THE ISLANDS were visited in 1813 by David Porter, captain of the US warship Essex, who later wrote his Journal of a Cruise Made to the Pacific Ocean. It was on reading an old copy I chanced upon that I first came across the extraordinary story of the first permanent resident. Porter describes at length this cantankerous individual, Irishman Patrick Watkins, a deserter, runaway tar or impossible mate, marooned on Charles Island in 1807. Mr Watkins was partial, if not addicted, to rum.
To replenish stocks he grew potatoes and pumpkins on a rare piece of watered land he discovered far in from the coast. He exchanged fresh vegetables for rum with passing sailors desperate for fresh supplies. Apparently he presented quite a sight, with a mass of unkempt red hair, sunburned skin and ragged, tattered clothes. In a spirit of enterprise he would occasionally lure sailors away from their ships and hold them prisoner in the depths of the rugged island until, in desperation, their ship eventually sailed, whereupon they became his slaves.
After a few years eking out an existence on the island, he decided to try his luck further afield. He stole the longboat of a passing whaler and set off for Ecuador with five slaves.
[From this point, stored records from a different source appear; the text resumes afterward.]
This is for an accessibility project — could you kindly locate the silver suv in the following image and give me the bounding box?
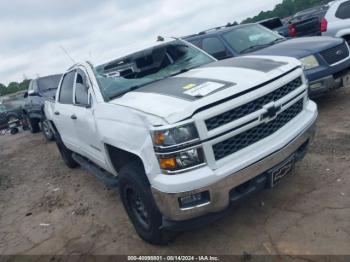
[323,0,350,43]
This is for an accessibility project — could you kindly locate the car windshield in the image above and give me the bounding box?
[222,24,284,54]
[94,40,215,100]
[37,75,62,92]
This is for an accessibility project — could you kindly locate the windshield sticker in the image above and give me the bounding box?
[183,83,197,90]
[184,82,225,97]
[133,77,234,101]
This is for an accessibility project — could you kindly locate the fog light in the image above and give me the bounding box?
[159,157,177,169]
[178,191,210,209]
[310,82,322,90]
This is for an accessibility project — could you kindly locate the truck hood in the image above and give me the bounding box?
[251,36,344,59]
[109,56,301,124]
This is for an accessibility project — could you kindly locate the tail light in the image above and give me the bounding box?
[288,24,297,37]
[321,18,328,32]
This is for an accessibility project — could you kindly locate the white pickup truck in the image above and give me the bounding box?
[45,39,317,244]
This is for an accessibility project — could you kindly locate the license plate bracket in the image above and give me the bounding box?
[268,155,295,188]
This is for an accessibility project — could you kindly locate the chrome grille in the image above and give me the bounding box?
[320,42,349,65]
[213,99,304,160]
[205,77,302,131]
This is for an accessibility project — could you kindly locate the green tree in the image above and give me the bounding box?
[0,83,7,96]
[241,0,333,23]
[0,79,31,97]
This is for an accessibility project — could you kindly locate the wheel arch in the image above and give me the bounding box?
[6,112,19,121]
[105,144,148,179]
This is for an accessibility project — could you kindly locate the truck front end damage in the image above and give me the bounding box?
[142,62,318,227]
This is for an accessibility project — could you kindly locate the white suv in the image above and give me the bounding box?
[323,0,350,43]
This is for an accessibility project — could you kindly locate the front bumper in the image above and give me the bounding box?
[308,68,350,97]
[152,119,316,223]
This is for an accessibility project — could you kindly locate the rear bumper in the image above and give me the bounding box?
[152,117,316,223]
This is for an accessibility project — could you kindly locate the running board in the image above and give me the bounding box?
[72,153,118,188]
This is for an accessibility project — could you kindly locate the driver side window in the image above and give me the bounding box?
[74,72,89,106]
[202,37,232,60]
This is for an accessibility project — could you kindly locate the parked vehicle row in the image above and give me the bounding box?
[44,38,318,244]
[183,23,350,97]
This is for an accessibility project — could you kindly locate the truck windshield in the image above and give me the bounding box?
[94,40,215,100]
[222,24,285,54]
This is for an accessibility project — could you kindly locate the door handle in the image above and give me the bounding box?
[71,114,77,120]
[54,111,60,115]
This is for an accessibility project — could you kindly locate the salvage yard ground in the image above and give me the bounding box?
[0,88,350,256]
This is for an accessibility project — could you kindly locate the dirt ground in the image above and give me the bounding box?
[0,88,349,256]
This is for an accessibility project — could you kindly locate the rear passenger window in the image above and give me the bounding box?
[59,71,75,104]
[336,1,350,19]
[202,37,231,60]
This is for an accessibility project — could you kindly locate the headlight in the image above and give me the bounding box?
[157,147,205,173]
[152,123,205,173]
[152,123,199,148]
[299,55,319,70]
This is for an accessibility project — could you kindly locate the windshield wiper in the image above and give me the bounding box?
[169,68,190,77]
[240,38,285,54]
[269,38,286,44]
[240,44,272,54]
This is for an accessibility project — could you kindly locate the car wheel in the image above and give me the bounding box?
[10,127,19,135]
[24,115,40,133]
[55,136,79,168]
[41,119,54,141]
[118,162,176,245]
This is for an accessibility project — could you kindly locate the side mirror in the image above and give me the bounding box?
[23,92,28,98]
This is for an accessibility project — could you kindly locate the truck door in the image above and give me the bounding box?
[53,70,81,153]
[72,69,106,168]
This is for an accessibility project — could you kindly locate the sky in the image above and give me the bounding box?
[0,0,282,85]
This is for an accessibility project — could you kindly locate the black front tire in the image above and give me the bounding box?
[24,115,40,133]
[118,162,176,245]
[41,119,55,141]
[55,136,79,168]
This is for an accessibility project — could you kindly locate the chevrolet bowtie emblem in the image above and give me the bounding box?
[262,103,281,121]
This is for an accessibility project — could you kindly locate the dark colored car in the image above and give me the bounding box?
[183,23,350,97]
[258,17,289,37]
[23,74,62,140]
[0,103,22,130]
[288,5,329,37]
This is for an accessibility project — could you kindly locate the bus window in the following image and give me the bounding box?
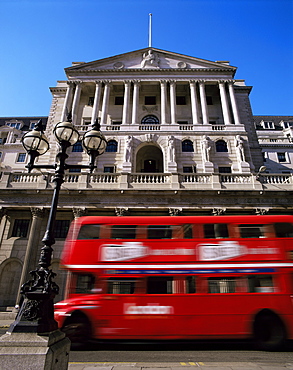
[204,224,229,238]
[147,225,172,239]
[275,223,293,237]
[107,278,136,294]
[77,224,100,239]
[147,276,173,294]
[239,224,265,238]
[75,274,95,294]
[208,278,236,293]
[186,276,196,293]
[111,225,137,239]
[248,275,274,293]
[183,224,193,239]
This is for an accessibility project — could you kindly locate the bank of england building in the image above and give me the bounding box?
[0,48,292,308]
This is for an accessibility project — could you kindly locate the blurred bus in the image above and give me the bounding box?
[54,215,293,350]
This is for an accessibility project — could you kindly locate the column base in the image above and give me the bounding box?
[122,162,132,172]
[167,162,178,172]
[232,161,250,173]
[0,329,70,370]
[203,161,214,173]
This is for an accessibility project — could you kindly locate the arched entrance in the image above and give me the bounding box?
[136,145,164,173]
[0,259,22,306]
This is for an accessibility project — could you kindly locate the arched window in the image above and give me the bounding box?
[106,140,118,153]
[216,140,228,152]
[182,139,194,152]
[141,115,159,125]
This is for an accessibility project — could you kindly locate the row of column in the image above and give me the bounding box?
[61,79,241,126]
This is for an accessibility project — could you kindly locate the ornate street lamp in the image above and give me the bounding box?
[10,115,107,334]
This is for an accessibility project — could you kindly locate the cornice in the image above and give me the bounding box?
[49,87,67,93]
[66,67,234,75]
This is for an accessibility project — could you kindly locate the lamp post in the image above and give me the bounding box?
[2,116,106,369]
[14,116,106,332]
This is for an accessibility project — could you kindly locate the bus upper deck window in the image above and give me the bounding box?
[77,224,100,239]
[204,224,229,238]
[239,224,265,238]
[147,225,172,239]
[275,223,293,237]
[111,225,136,239]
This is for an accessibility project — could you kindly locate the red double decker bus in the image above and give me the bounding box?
[54,215,293,350]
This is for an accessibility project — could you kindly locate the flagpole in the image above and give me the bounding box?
[148,13,152,47]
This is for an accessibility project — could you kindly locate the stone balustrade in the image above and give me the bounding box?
[1,171,292,191]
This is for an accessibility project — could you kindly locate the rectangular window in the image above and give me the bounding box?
[183,166,192,173]
[145,96,156,105]
[69,168,81,173]
[176,96,186,105]
[54,220,70,238]
[186,276,196,293]
[208,278,236,293]
[17,153,26,163]
[204,224,229,238]
[262,121,274,129]
[115,96,124,105]
[108,278,136,294]
[239,224,265,238]
[277,152,286,162]
[75,274,95,294]
[147,276,173,294]
[219,167,231,173]
[72,141,83,152]
[248,275,274,293]
[104,166,114,173]
[147,225,172,239]
[111,225,137,239]
[77,224,100,239]
[11,219,30,237]
[274,223,293,237]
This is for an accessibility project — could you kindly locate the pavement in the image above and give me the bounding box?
[1,319,293,370]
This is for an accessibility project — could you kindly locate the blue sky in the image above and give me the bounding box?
[1,0,292,117]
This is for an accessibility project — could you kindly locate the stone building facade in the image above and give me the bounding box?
[0,48,292,308]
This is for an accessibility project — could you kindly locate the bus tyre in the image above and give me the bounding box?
[62,314,91,346]
[253,311,286,351]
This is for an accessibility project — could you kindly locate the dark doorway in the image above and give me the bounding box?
[143,160,157,173]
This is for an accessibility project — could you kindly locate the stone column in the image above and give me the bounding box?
[100,81,111,125]
[189,80,200,124]
[71,81,82,123]
[169,80,177,124]
[61,81,74,121]
[122,80,131,125]
[198,80,209,125]
[91,81,102,125]
[227,80,241,125]
[15,207,44,306]
[219,80,232,125]
[160,80,167,124]
[131,80,140,124]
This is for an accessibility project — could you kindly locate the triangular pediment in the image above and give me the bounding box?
[65,48,236,73]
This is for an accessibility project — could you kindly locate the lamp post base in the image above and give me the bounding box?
[0,329,70,370]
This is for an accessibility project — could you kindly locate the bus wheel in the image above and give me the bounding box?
[62,314,91,345]
[253,311,286,351]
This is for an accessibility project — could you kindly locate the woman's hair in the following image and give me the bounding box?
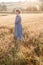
[16,9,21,14]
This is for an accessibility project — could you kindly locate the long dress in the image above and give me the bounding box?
[14,15,22,40]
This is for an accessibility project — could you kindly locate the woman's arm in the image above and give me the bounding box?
[15,16,21,24]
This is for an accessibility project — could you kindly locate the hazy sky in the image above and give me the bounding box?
[0,0,38,2]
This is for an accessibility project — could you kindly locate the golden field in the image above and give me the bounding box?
[0,13,43,65]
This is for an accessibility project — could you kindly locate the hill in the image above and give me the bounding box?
[0,1,42,13]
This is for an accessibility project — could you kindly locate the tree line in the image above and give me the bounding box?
[0,3,43,13]
[0,4,7,12]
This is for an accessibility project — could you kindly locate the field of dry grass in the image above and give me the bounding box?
[0,13,43,65]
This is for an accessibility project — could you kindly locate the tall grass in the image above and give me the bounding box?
[0,26,43,65]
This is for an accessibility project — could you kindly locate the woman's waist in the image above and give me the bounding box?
[15,23,21,25]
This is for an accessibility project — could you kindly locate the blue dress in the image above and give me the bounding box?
[14,15,22,40]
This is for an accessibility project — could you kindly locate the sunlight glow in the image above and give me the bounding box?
[0,0,38,2]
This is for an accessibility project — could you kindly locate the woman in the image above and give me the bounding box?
[14,10,22,40]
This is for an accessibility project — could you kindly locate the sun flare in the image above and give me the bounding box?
[0,0,38,2]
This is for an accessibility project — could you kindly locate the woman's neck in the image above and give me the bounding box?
[17,14,20,16]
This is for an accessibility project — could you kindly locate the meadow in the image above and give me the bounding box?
[0,13,43,65]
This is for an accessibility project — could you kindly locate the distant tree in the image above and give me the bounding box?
[26,7,32,12]
[32,7,38,11]
[12,8,15,13]
[0,5,2,11]
[40,3,43,11]
[26,6,38,13]
[2,5,7,12]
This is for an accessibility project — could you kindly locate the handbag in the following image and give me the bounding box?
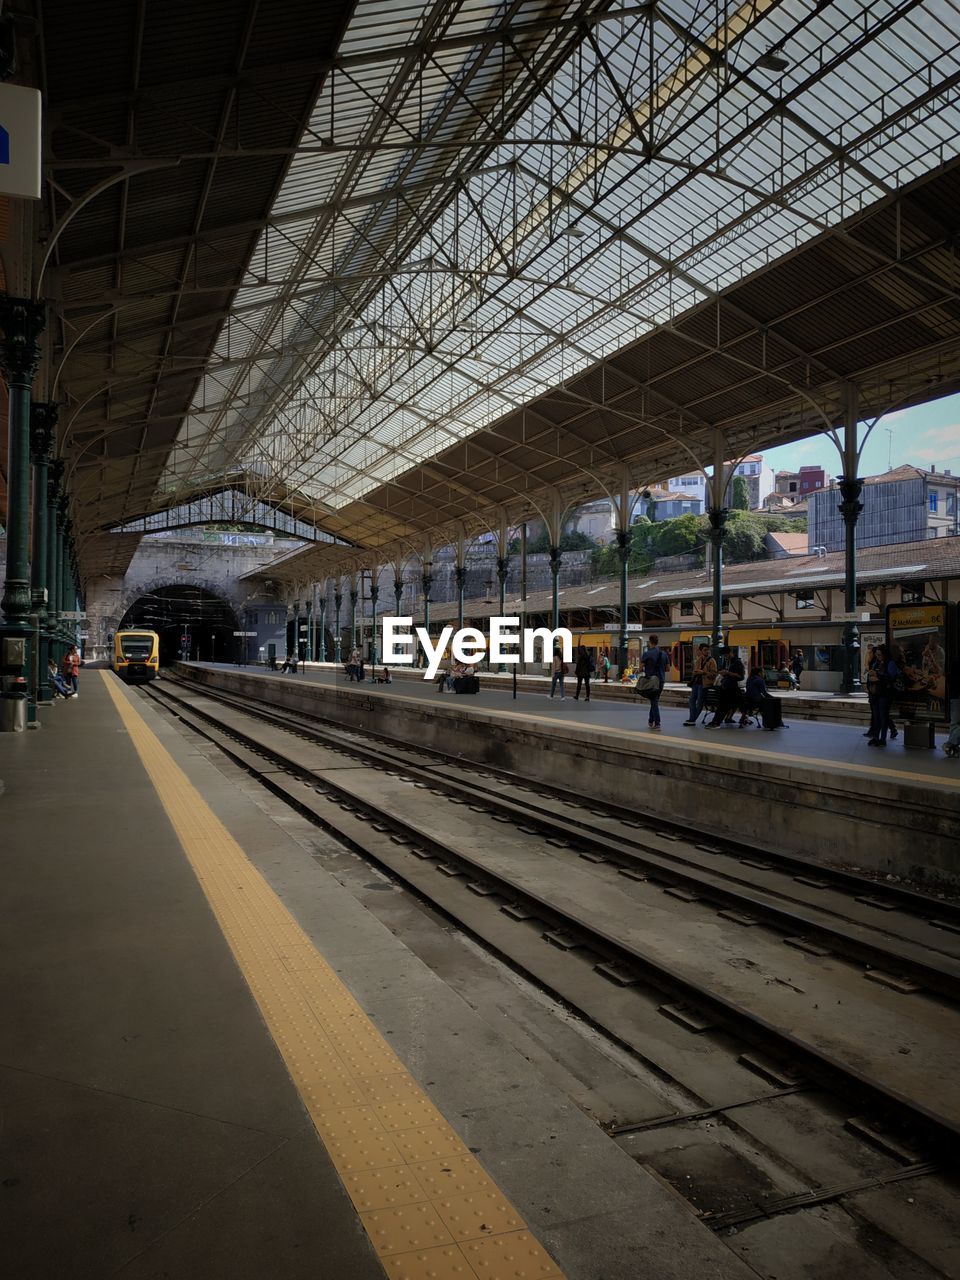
[635,675,660,696]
What exactly happened during the trip is not recorded, but the slaves were either thrown overboard when water ran out or, it was even suggested, helped satiate his hunger on the lengthy voyage. At any rate, he arrived solo at Guayaquil in Ecuador. Here the enterprising Irishman attempted to further broaden his horizons.
As Porter noted, he "wound himself into the affections of a tawny maiden, and prevailed on her to accompany him back to his enchanted island, the beauties of which he painted in glowing colours; but from his savage appearance, he was considered by the local police as a suspicious person, and being found under the keel of a small vessel then ready to be launched, and suspicious of his improper intentions, was confined in Payto goal where he now remains. . ."
Captain Porter's story was latter taken up by Herman Melville in his series "Piazza Tales", wherein he wove and enhanced the adventures of Watkins as the "Hermit Oberlus", under the title The Encantadas.
The informal postal barrel tradition is practised to this day. Indeed, some kindly and anonymous maritime Samaritan even picked up a couple of cards left there last October and delivered them to Dublin last April - which just confirms one's belief in the basic goodness of humanity.